Este 17 de noviembre, Chile enfrenta una de las elecciones más decisivas de los últimos años. Un total de 15.770.000 ciudadanos están habilitados para votar y elegir al nuevo presidente que asumirá en marzo de 2026, además de renovar toda la Cámara de Diputados y 23 de los 50 escaños del Senado.

La contienda reúne ocho candidatos y un panorama abierto. Aunque Jeannette Jara, representante del oficialismo bajo el sello Unidad por Chile, lidera las encuestas, no alcanzaría el 50% necesario para evitar el balotaje. El desgaste del gobierno progresista y el voto de castigo dejan abierta la posibilidad de un giro hacia la derecha en una eventual segunda vuelta.
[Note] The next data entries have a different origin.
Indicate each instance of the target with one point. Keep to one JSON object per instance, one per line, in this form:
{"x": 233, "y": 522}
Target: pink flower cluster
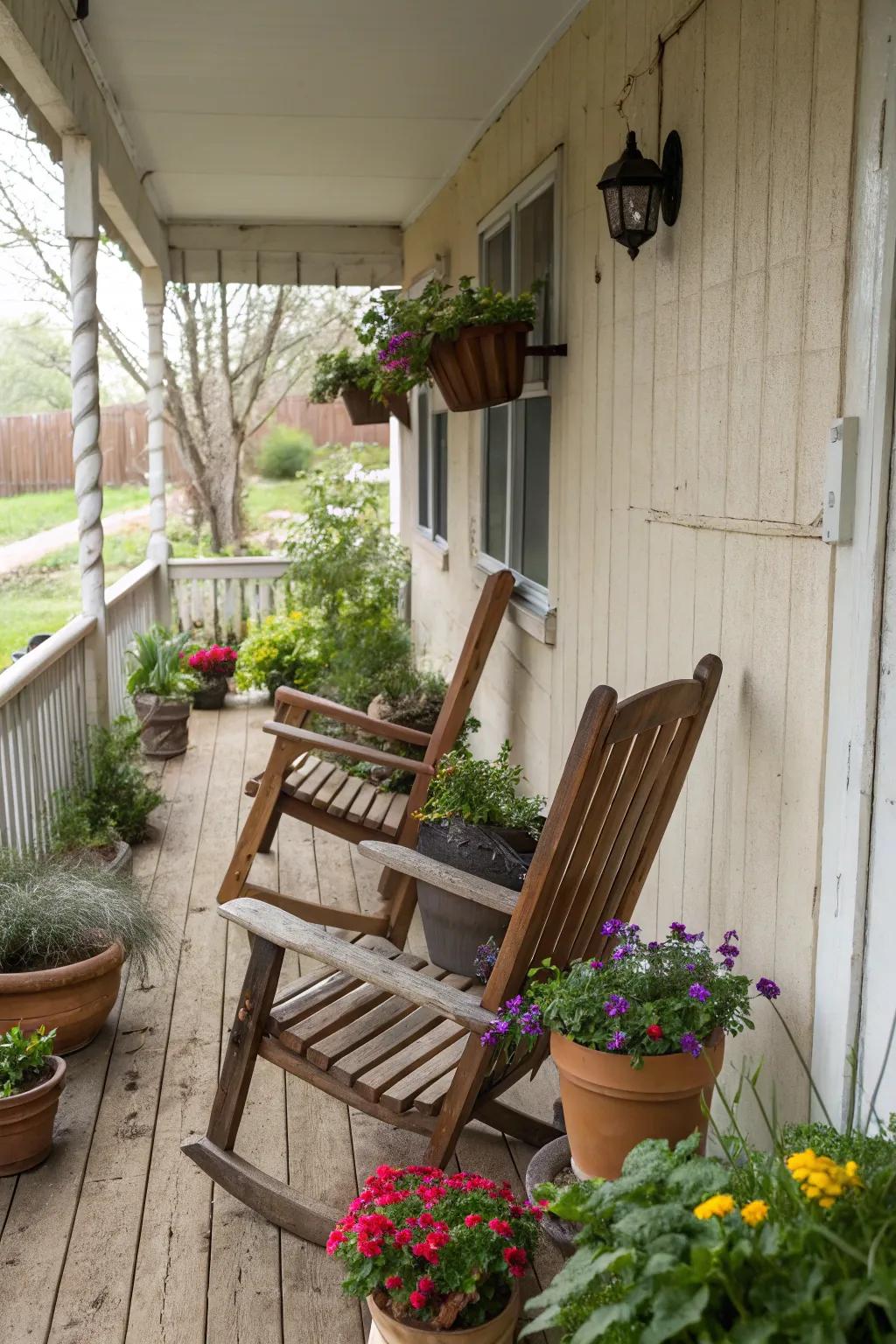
{"x": 216, "y": 662}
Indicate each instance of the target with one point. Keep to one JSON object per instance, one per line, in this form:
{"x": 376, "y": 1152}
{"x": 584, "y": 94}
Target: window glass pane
{"x": 424, "y": 458}
{"x": 496, "y": 260}
{"x": 496, "y": 480}
{"x": 536, "y": 463}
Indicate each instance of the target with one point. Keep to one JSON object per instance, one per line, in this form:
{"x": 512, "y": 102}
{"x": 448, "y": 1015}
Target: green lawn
{"x": 24, "y": 515}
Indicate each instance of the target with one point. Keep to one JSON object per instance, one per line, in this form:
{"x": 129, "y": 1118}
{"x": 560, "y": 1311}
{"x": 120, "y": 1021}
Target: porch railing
{"x": 222, "y": 594}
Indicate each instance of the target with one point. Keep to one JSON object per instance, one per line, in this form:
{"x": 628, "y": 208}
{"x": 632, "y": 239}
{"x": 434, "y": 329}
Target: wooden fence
{"x": 35, "y": 451}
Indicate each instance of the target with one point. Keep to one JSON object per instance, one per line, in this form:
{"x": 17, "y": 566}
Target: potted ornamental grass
{"x": 352, "y": 378}
{"x": 472, "y": 343}
{"x": 637, "y": 1037}
{"x": 213, "y": 666}
{"x": 437, "y": 1254}
{"x": 473, "y": 819}
{"x": 32, "y": 1082}
{"x": 66, "y": 928}
{"x": 160, "y": 684}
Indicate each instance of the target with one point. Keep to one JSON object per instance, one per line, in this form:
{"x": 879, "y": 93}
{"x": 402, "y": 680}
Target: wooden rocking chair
{"x": 398, "y": 1038}
{"x": 300, "y": 784}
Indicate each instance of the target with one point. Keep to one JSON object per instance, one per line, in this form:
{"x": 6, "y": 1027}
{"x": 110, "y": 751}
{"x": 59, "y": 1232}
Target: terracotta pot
{"x": 74, "y": 999}
{"x": 610, "y": 1106}
{"x": 25, "y": 1123}
{"x": 500, "y": 1329}
{"x": 164, "y": 724}
{"x": 485, "y": 366}
{"x": 363, "y": 410}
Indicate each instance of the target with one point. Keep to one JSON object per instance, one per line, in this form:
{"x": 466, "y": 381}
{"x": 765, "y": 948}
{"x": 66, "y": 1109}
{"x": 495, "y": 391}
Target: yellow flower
{"x": 715, "y": 1208}
{"x": 755, "y": 1213}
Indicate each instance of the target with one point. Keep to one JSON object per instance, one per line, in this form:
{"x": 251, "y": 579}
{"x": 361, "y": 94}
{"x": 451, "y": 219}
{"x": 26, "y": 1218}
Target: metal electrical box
{"x": 840, "y": 481}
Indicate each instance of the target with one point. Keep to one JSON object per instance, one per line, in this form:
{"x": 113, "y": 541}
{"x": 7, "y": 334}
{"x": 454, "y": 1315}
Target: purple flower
{"x": 615, "y": 1005}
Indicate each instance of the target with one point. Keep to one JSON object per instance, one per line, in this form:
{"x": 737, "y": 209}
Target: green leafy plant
{"x": 24, "y": 1060}
{"x": 481, "y": 794}
{"x": 55, "y": 912}
{"x": 285, "y": 453}
{"x": 338, "y": 370}
{"x": 110, "y": 797}
{"x": 402, "y": 330}
{"x": 156, "y": 664}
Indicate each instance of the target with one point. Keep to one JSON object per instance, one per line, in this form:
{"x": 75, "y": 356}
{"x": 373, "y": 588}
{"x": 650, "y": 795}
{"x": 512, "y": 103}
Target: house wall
{"x": 688, "y": 444}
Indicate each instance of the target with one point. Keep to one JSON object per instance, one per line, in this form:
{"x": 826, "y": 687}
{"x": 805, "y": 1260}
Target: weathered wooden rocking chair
{"x": 399, "y": 1040}
{"x": 300, "y": 784}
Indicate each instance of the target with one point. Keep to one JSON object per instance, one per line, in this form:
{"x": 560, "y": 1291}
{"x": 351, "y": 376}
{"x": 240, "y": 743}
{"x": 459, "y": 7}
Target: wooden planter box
{"x": 485, "y": 366}
{"x": 363, "y": 410}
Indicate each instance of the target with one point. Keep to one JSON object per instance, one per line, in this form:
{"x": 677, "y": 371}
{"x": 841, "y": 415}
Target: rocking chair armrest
{"x": 374, "y": 968}
{"x": 414, "y": 864}
{"x": 356, "y": 718}
{"x": 356, "y": 750}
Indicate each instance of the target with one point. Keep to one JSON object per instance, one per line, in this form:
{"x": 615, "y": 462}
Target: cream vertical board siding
{"x": 690, "y": 426}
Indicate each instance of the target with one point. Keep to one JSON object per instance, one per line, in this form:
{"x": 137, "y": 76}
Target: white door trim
{"x": 858, "y": 567}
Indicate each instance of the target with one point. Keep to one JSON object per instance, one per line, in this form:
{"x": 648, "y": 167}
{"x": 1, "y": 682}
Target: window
{"x": 517, "y": 248}
{"x": 431, "y": 473}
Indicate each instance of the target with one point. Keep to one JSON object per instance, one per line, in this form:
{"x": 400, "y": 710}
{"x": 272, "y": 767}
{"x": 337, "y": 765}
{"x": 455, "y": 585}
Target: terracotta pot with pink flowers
{"x": 437, "y": 1254}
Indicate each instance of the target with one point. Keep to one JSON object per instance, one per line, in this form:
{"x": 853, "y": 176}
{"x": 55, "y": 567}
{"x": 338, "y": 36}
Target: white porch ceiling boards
{"x": 341, "y": 112}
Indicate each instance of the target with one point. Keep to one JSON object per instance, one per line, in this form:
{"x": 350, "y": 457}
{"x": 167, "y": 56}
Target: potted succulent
{"x": 213, "y": 666}
{"x": 471, "y": 343}
{"x": 351, "y": 376}
{"x": 637, "y": 1038}
{"x": 65, "y": 932}
{"x": 436, "y": 1253}
{"x": 474, "y": 820}
{"x": 32, "y": 1082}
{"x": 160, "y": 684}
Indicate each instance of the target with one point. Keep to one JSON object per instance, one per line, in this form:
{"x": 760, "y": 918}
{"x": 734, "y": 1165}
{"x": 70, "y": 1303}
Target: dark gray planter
{"x": 454, "y": 928}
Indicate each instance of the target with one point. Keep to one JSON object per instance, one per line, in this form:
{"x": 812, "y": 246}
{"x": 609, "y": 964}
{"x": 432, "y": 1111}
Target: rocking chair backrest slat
{"x": 618, "y": 790}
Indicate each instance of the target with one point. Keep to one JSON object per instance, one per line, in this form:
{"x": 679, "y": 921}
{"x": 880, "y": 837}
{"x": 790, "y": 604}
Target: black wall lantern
{"x": 635, "y": 188}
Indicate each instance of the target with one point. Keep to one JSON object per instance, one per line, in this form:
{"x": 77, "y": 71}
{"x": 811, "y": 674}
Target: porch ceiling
{"x": 283, "y": 110}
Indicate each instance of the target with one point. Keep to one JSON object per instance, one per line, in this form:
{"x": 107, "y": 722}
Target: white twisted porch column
{"x": 80, "y": 202}
{"x": 158, "y": 547}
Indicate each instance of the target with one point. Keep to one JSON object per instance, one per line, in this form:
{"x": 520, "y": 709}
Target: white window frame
{"x": 549, "y": 173}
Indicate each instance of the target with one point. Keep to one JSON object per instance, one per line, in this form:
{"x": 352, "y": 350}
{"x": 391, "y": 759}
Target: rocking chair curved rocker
{"x": 398, "y": 1038}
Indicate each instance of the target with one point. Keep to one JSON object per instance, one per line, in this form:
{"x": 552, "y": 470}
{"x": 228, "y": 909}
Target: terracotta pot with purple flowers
{"x": 637, "y": 1038}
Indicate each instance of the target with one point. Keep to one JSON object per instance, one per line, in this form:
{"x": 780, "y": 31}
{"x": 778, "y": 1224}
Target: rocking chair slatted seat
{"x": 398, "y": 1038}
{"x": 301, "y": 780}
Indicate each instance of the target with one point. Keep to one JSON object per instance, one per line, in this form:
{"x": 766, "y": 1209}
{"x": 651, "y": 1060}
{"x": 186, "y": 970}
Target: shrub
{"x": 110, "y": 797}
{"x": 54, "y": 912}
{"x": 285, "y": 453}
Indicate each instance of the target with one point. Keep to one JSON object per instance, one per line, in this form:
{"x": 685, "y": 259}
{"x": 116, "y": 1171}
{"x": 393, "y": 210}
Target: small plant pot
{"x": 25, "y": 1121}
{"x": 211, "y": 694}
{"x": 363, "y": 410}
{"x": 500, "y": 1329}
{"x": 610, "y": 1108}
{"x": 485, "y": 366}
{"x": 74, "y": 999}
{"x": 164, "y": 724}
{"x": 454, "y": 928}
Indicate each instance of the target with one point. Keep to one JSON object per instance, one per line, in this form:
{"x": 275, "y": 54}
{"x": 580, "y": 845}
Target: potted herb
{"x": 32, "y": 1082}
{"x": 637, "y": 1038}
{"x": 213, "y": 667}
{"x": 107, "y": 808}
{"x": 474, "y": 820}
{"x": 65, "y": 932}
{"x": 436, "y": 1253}
{"x": 160, "y": 684}
{"x": 471, "y": 343}
{"x": 352, "y": 376}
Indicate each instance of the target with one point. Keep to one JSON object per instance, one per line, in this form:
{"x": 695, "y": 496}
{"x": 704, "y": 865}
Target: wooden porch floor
{"x": 118, "y": 1236}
Evelyn Matthei (Chile Grande y Unido) busca encarnar a la centroderecha tradicional, mientras que José Antonio Kast (Partido Republicano) apunta a consolidar a la derecha dura. Pero la sorpresa podría venir de la mano de Johannes Kaiser, referente libertario, youtuber y defensor de posiciones ultraconservadoras que creció en los últimos meses, con guiños a Donald Trump y Javier Milei.

En caso de balotaje, todo indica que la oposición —hoy fragmentada— podría unificarse detrás del candidato mejor posicionado para frenar al oficialismo.

Completan la lista:
Franco Parisi (centro, Partido de la Gente),
Marco Enríquez-Ominami (independiente, exdiputado y cineasta),
Harold Mayne-Nicholls (independiente, expresidente de la ANFP), y
Eduardo Artés, representante de la izquierda más radical.

La elección no solo definirá al sucesor de Boric: pondrá a prueba el rumbo político de Chile en un contexto de desencanto social, crecimiento lento y una región que oscila entre giros liberales y regresos conservadores.